The evolving role of the Chief People Officer

March 16, 2023

Micah Alpern, Senior Managing Director within Teneo‘s people advisory team, writes how Chief People Officers ought to drive employee experience and higher performance with the backing of data.

As companies determine what the future of work looks like, battle a tight talent market and adjust to increasing economic pressures, the Chief People Officer’s (CPO) role continues to evolve.

The CPO role was originally created to draft and execute policy that guides the company through the legal issues of labor management. Today, many people leaders see themselves as chief happiness officers. Neither extreme will produce the results CEOs and boards need now.

Modern CPOs are driving more agile and fluid organizations, redesigning HR roles and operating models, while driving the employee experience and maximizing team performance. This work is only successful when paired with a clear leadership mandate that is aligned with the business objectives.

The design of the employee experience revolves tightly around the culture. While CPOs are not the sole owners of the culture, they play an essential role in enabling the organization, leaders and employees to live and experience the stated culture.

Once the C-suite defines the culture, the CPO and their team are required to reinforce the values and behaviors through the employee experience; including recruiting, onboarding, performance management, rewards, benefits, development, mobility and exiting. Failure to do this creates a fracture between what the company says it is, and what employees actually experience.

Companies with an employee experience that delivers on the desired culture have more engaged employees, higher performance, lower levels of risk and more satisfied customers. The Canada Human Resources Centre found that unhappy workers cost the North American business economy over $350 billion per year in lost productivity.

We all work in teams, and while the modern CPO applies an individual, inclusive view to the people strategy, they also focus on maximizing team performance.

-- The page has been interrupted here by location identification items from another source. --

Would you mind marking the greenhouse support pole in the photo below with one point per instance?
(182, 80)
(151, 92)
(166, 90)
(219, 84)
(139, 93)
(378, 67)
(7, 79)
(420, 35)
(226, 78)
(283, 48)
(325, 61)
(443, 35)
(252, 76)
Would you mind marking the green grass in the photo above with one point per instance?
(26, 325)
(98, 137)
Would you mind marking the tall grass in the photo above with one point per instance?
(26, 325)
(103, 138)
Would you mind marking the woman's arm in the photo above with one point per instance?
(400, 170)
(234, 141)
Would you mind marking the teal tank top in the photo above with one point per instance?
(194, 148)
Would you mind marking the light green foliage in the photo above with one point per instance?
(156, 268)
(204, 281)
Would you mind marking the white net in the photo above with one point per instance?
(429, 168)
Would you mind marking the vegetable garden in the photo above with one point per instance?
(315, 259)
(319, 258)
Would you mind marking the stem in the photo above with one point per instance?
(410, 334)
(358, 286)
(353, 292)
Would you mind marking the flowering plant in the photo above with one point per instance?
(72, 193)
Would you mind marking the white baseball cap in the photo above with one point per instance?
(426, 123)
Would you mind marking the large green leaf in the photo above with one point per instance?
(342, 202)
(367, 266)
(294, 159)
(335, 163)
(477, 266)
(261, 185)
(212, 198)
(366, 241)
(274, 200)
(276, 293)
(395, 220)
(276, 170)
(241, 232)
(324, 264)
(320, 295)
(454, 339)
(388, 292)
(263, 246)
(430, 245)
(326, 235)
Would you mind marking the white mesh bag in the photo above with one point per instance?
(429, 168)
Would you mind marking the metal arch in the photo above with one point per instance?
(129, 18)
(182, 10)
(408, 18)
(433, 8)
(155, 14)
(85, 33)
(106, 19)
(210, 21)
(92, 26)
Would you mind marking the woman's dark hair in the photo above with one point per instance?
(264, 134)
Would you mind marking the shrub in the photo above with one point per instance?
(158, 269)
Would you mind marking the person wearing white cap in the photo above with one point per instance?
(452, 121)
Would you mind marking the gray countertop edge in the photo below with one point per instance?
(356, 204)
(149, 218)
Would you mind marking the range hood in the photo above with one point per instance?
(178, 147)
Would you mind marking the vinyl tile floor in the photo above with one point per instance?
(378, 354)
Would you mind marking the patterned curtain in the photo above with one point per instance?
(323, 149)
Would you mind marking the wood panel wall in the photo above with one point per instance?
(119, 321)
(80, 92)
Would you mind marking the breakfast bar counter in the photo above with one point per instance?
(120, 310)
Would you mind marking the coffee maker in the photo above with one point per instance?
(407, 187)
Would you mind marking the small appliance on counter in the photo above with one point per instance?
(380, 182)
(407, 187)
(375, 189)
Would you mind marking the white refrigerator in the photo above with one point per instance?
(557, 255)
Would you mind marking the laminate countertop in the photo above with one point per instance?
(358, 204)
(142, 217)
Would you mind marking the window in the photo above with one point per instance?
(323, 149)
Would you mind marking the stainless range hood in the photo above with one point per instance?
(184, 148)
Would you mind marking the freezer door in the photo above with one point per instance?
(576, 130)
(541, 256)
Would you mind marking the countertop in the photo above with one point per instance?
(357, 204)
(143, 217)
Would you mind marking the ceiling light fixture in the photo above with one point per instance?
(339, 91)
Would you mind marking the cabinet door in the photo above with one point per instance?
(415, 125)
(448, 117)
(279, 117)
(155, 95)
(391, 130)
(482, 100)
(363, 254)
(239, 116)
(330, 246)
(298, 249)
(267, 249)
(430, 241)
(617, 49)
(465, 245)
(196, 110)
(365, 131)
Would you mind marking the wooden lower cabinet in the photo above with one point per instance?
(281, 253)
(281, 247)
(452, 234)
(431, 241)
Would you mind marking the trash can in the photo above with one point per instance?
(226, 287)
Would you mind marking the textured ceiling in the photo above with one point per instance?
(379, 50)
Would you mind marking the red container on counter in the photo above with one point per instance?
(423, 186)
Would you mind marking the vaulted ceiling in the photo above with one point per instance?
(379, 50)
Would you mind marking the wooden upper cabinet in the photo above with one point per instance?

CPOs do this by making sure teams are structured with a diverse mix of experiences, have the right tools and processes, and have leaders, not managers, who are skilled in getting the best out of everyone.

Beyond these elements, leading-edge CPOs leverage people analytics to ensure the company maximizes team performance. People analytics is not about tracking engagement. The concept of engagement has been around for years and scores continue to decline. It’s time to stop tracking whether people are engaged and start tracking how to get them engaged through the employee experience.

Modern CPOs execute a sophisticated employee listening strategy focused on experience by:

  1. Frequently assessing each individual’s needs in a targeted manner. For example:
    When employees return from parental leave, ask how the company supported them, how the company could improve and what the person needs as they rejoin
    When performance reviews are complete, ask how the process went, whether the feedback was valuable, if a development path is clear and how it could be improved
  2. Assessing connectivity through organizational network analysis to identify the:
    Biggest influencers across the organization
    Individuals in isolation
    Inclusiveness across the organization between people with different backgrounds
    As the importance of the CPO continues to elevate and the role evolves, CEOs should set the expectation of the CPO being a strategic partner.

As a strategic partner, the CPO is expected to shape the culture by creating the right employee experience and driving higher performance through targeted (i.e., individualized) programs backed by data.